- No matter what the recruiters say about it being a flat meritocracy, office partners must know and like you for promotion to occur. If you are staffed on projects with no local partner presence, this will hurt you during reviews when you are weighed against peers who have more local partner visibility. Weigh the partners and the indutries in which they practice when deciding which office(s) to prioritize on your application. This reality is especially difficult to manage, given the vagaries of the staffing model (timing and business needs driven at the entry level MUCH more than personal preference driven) and the generalist model of consulting. Try to specialize early and form bonds with strong partners.
- Apprenticeship model is best represented, if at all, through interactions with your more-experienced peer group. Do not count on material amounts of guidance from partners. Training sessions are content poor, are typically too high-level, and come across as refashioned pitches to clients rather than an intentional educational curriculum. Otherwise, training depends upon the devotion of the associates to helping other associates and first-year consultants. Knowledge transfer very poorly orchestrated and much unneeded reinvention occurs during cases, which often leads to avoidable late nights.
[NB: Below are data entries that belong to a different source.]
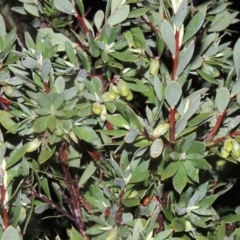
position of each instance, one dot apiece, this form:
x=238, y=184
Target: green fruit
x=97, y=108
x=129, y=96
x=108, y=97
x=228, y=145
x=154, y=66
x=224, y=153
x=22, y=215
x=34, y=145
x=123, y=88
x=160, y=130
x=58, y=132
x=236, y=149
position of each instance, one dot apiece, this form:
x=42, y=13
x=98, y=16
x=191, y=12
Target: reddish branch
x=222, y=139
x=175, y=57
x=81, y=22
x=53, y=204
x=174, y=78
x=118, y=214
x=215, y=129
x=4, y=207
x=46, y=86
x=172, y=124
x=75, y=198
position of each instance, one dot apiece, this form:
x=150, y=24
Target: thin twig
x=215, y=129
- Despite BCG's claims that it values a diversity of backgrounds, consultants with pre-MBA consulting experience typically fare relatively well. This can be due to the fact that you are expected to hit the ground running. A couple slip ups are tolerated, but one can become marked very quickly. The performance review and partner's opinion of you on your first case is extremely important for setting your trajectory and longevity with the firm.
- Be prepared for sponsored associates returning from business school to receive favored staffing status, international opportunities, internal leadership opportunities, etc., which can lead to Orwellian double standards.
- Do not be fooled-- it is a partnership for the benefit of the partners. In addition to normal up-or-out policies, stealth layoffs have been relatively common during this downturn.
- Murky, black-box performance review process-- be wary when more senior people tell you how transparent and fair it is. They represent survivorship bias and are often politically motivated. The partners in an office will always be able to justify any decision they want. When push comes to shove, no one will be willing to go to the mat for you.
- Managing internal politics and partners typically much more difficult than providing value to clients. Inverted pyramid is not uncommon on cases, which makes it difficult to manage competing priorities with unnecessary level of resources. Multiple partners on cases also often leads to poorly defined scope of case from the outset.
- Despite a one-case model, multiple partners (each with his/her own perspective and priorities)on same case make it feel like you are working on multiples cases
- Lack of personal/family life goes without saying. Do not expect any balance if you want to succeed and have frank discussion with your spouse/significant other prior to accepting full-time offer.